Some white people are doing this work—but there is so much more to do. As author Mira Jacob wrote in an Instagram post to companies like Lululemon and Alo Yoga, “Make no mistake: this is giving *back*, not giving charity. This is protecting the people who created and honed the practice of yoga for millennia before Western companies found a way to monetize it, people whose lives are being ravaged beyond recognition while corporations who have the means and muscle to help them post another picture of a hottie in tree pose.” (After Jacob’s post, Lululemon pledged $200,000 in aid—a start).
For decades, America’s wellness industry has mined South Asian cultures for inspiration, then repackaged our traditions with faces and branding that erases brownness and promotes Western beauty standards—the core message being that, without whiteness, our cultures or traditions are without value. This is baked in the history of yoga in the United States: Yoga was popularized in the U.S. by a Latvian woman named Eugenie Petersen, who taught the practice to Hollywood stars, including Greta Garbo, under the name Indra Devi in the 1940s. She turned her business into a mini-empire and gave a palatable, relatable face to the white elite.

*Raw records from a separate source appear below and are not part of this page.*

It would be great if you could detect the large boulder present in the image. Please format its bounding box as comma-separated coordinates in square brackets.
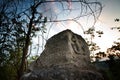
[21, 30, 103, 80]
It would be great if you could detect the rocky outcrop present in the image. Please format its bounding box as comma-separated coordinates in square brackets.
[21, 30, 103, 80]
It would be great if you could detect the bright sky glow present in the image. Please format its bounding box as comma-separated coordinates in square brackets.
[33, 0, 120, 55]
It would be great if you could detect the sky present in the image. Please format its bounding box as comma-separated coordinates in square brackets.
[33, 0, 120, 55]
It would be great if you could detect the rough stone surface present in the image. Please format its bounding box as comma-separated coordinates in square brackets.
[21, 30, 104, 80]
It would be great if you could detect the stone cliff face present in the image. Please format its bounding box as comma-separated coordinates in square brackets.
[21, 30, 103, 80]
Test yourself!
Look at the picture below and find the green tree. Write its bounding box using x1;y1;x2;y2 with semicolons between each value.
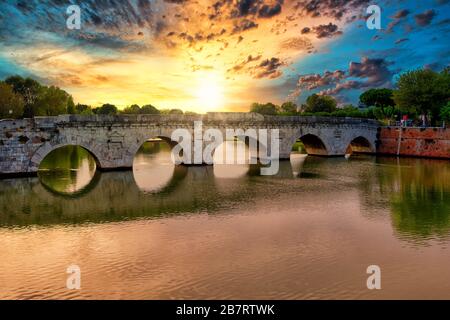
440;102;450;124
250;102;278;115
75;103;93;115
281;101;298;114
359;88;395;108
394;69;450;121
34;86;70;116
305;94;337;113
140;104;162;114
67;96;77;114
169;109;184;114
122;104;141;114
5;76;43;118
0;81;25;118
94;103;117;115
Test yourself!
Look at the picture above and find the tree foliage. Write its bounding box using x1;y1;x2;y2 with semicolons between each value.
305;94;337;113
250;102;278;115
394;69;450;120
0;81;25;118
93;103;118;115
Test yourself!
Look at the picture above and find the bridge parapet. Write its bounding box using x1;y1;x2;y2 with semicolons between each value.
0;113;379;174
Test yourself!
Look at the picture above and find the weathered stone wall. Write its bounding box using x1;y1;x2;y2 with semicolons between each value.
378;127;450;159
0;113;378;174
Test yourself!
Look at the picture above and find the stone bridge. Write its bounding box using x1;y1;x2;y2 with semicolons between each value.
0;113;379;175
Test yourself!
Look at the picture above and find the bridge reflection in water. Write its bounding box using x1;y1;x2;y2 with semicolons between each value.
0;141;450;245
0;142;450;299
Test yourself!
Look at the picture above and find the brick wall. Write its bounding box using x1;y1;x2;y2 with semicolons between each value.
378;127;450;159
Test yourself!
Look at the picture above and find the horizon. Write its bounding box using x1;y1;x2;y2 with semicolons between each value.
0;0;450;114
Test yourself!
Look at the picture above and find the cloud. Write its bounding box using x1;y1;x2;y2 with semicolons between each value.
232;0;284;18
291;57;393;97
296;0;369;20
313;22;342;39
232;19;258;34
253;58;284;79
414;9;436;27
392;9;410;19
395;38;409;44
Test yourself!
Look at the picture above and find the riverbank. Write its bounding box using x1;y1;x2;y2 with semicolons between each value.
377;127;450;159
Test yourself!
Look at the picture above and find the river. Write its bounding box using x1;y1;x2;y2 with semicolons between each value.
0;142;450;299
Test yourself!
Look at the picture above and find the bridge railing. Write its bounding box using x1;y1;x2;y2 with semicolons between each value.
0;112;380;128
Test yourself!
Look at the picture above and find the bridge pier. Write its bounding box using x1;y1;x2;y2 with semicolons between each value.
0;113;379;175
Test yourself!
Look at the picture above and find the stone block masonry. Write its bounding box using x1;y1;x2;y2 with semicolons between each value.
0;113;379;176
378;127;450;159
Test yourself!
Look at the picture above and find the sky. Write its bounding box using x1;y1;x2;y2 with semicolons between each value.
0;0;450;113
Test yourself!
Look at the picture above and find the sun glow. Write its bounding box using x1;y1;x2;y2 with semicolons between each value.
195;75;224;112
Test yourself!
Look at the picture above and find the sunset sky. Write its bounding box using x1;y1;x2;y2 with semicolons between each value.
0;0;450;112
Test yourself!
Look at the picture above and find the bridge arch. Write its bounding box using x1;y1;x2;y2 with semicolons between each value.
29;143;103;172
345;135;376;154
290;133;329;156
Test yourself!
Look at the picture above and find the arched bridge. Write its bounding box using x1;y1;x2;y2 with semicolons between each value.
0;113;379;174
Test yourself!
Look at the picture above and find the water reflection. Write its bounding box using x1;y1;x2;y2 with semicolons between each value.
0;149;450;299
133;140;175;193
213;140;250;179
38;146;96;195
376;158;450;240
0;147;450;245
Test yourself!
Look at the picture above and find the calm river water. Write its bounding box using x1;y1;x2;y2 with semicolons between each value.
0;142;450;299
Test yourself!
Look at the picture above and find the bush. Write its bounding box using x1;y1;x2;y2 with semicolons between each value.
440;102;450;123
0;81;25;118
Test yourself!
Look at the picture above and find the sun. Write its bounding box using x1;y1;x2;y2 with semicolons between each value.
195;76;224;112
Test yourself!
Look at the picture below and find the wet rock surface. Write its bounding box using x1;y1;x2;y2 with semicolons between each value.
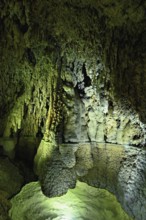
41;142;146;220
9;182;131;220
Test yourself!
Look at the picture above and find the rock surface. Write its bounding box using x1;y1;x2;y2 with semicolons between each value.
41;142;146;220
9;182;130;220
0;158;24;198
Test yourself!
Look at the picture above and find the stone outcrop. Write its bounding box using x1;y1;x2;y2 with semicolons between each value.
9;182;130;220
0;0;146;220
41;142;146;220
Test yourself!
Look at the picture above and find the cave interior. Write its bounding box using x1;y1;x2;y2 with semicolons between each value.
0;0;146;220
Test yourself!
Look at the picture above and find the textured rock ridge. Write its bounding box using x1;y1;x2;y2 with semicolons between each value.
41;142;146;220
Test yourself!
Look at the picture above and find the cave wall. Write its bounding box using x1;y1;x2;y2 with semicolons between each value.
0;0;146;219
0;1;146;150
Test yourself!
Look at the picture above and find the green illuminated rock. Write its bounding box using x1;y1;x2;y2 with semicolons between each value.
9;182;130;220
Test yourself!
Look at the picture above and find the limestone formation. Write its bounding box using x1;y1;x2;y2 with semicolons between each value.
0;0;146;220
9;182;130;220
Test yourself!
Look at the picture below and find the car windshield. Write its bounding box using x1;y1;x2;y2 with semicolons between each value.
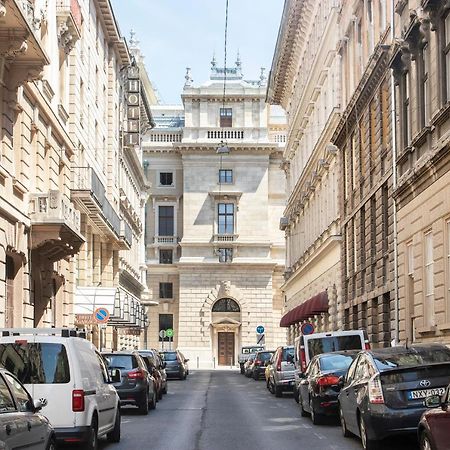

In the postwar 1960s-era, white Americans looked at India as a spiritual, mystical place, where traditions like yoga became “the answer to the crisis of stagflation and social discontent,” as historian Vijay Prashad writes In the Karma of Brown Folk. This paved the way for the next rebranding of yoga as a lifestyle brand for middle-to-upper class white women in recent decades. In 2018, Goop founder Gwyneth Paltrow even attempted to take credit for popularizing yoga. Yet when I search “India” on Goop’s website, more than 100 articles appear—none of them about Covid response or the dire situation. (In an Instagram post, the brand asked followers to consider donating to the relief effort, but did not say whether the brand itself is donating any profits.) As an Indian American woman, the silence of white women who promote yoga as a lifestyle has compounded the offensiveness of this form of appropriation at a moment when India desperately seeks aid.
I, like most Indian Americans right now, am struggling with severe cognitive dissonance between the optimism over increasing vaccination in America versus the suffering of friends and family in India. At a time when anti-Asian hate is increasing, white yoga influencers, consumers, and teachers have a role to play in fighting anti-Asian racism, in re-examining their relationship with the cultures from which they profit, and in using their platforms and money to reinvest in the communities that have given them their livelihood. If a majority of those who have participated in yoga and the wellness culture worked to raise awareness about India’s crisis, or called on Congress to expand the global vaccine supply, or donated to aid organizations, the industry could make a significant impact in saving lives in India and give back to a community that has given so much to them.